Si le monde du luxe est structuré et doit s'appréhender à partir du croisement de deux axes, celui du savoir-faire qui définit la valeur que nous accordons à ses produits, et celui du savoir-vivre qui définit la valeur que ses marques nous confèrent, de grandes évolutions doivent être prises en compte s'il s'agit de parfaire son positionnement ou de se repositionner pour l'avenir.

 

La définition du savoir-faire a connu un profond changement, de ce qui fut à l'origine la vénération d'un travail méticuleux à celle d'un acte de création, de l'objet travaillé à l'objet imaginé. Beaucoup plus cruciale est celle du savoir-vivre, qui a été totalement révolutionnée, le monde ne cessant de se libérer d'une structure sociale cloisonnée et statique pour devenir une société ouverte et mobile, passant du principe d'organisation pyramidale à la « flat organization » et de celui de l'obéissance hiérarchique ou du savoir-se taire à celui de la liberté d'expression. Bref, d'une époque d'oppression à l'ère de l'émancipation, surtout pour les femmes et la jeunesse.

 

Steve Jobs l'a certainement mieux compris que quiconque et avant tout le monde, Appledémontrant un peu plus chaqueannée, à chaque lancement de nouveau produit, qu'il ne s'agit plus de faire mais de penser, de travailler mais de s'épanouir et même se divertir, concevant ses machines comme des jouets.

 

Des jouets coûteux ! Cette marque n'est-elle pas en fait l'incarnation du luxe du XXIe siècle ? Tous ses produits sont directement inspirés de sa vision de l'évolution du monde : « 1984 ne sera pas comme 1984 », avait-il annoncé... dès 1984 ! « Ce qui compte, ce n'est pas le nombre de mégabits, ce sont les idées », avait-il ajouté.
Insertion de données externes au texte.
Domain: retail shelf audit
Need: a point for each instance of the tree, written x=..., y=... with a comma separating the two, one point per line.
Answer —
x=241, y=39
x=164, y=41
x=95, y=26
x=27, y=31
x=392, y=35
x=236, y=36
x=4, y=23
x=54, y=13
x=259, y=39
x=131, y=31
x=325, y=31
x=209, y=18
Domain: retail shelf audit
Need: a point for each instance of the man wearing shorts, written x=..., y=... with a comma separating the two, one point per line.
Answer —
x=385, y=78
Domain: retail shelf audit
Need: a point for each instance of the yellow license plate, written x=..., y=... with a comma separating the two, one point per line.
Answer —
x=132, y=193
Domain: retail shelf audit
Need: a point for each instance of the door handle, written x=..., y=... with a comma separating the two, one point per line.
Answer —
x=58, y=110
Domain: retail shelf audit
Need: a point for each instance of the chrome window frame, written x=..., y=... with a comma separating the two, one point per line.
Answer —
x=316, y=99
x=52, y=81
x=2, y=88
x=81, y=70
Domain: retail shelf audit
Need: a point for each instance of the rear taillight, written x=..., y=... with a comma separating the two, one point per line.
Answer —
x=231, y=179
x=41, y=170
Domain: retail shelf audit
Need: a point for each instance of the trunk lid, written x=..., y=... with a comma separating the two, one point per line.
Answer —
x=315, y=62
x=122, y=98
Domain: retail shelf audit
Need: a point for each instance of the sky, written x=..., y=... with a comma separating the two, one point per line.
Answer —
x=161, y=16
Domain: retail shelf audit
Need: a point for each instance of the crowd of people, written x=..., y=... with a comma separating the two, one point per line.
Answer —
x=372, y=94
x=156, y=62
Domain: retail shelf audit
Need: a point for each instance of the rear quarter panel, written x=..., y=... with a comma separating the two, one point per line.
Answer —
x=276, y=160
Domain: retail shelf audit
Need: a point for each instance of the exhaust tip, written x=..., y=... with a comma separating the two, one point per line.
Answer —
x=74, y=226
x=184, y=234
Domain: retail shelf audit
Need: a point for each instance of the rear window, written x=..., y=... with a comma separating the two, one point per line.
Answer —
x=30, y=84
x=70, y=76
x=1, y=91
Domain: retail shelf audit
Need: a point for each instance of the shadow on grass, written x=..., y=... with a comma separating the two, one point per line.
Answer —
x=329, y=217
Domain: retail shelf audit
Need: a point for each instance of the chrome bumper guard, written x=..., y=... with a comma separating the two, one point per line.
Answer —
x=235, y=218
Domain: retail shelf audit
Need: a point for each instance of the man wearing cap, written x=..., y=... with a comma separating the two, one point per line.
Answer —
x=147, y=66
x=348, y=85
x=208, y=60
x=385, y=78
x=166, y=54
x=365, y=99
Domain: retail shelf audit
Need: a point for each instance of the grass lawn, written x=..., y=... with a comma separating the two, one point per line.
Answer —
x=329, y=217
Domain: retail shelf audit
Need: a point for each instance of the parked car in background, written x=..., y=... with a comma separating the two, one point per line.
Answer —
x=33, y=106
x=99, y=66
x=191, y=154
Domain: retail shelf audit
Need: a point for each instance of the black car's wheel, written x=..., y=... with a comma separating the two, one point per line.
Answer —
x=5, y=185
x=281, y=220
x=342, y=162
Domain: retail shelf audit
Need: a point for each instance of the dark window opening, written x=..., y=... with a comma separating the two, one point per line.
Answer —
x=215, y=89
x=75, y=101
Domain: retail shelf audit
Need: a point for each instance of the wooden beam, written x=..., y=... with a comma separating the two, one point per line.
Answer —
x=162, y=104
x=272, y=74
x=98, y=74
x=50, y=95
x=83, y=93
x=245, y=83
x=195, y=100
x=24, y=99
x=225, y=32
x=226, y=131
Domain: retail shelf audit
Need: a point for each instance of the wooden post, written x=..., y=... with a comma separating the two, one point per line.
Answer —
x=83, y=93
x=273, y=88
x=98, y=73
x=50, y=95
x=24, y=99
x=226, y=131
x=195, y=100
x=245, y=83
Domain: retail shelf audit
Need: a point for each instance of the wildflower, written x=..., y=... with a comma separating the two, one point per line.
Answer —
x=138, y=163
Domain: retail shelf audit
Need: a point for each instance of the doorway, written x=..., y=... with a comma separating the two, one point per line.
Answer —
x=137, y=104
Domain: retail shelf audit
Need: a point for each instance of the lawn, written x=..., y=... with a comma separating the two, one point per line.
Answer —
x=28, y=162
Comme Giuseppe de Lampedusa l'avait fait dire au prince de Salina dans son prémonitoire livre Le Guépard, « il faut que tout change pour que rien ne change » !

 

Et ce qui doit changer, c'est de ne pas faire marche arrière dans un monde qui va de l'avant, ne pas rassurer sur la qualité des souliers quand ce qui importe c'est la beauté de la démarche, ou son sens. Les prochaines grandes idées de positionnement dans le monde du luxe ne seront pas dans le savoir-faire mais dans le savoir-vivre, le savoir-être, non pas ce que l'on peut acheter mais ce que l'on peut acquérir.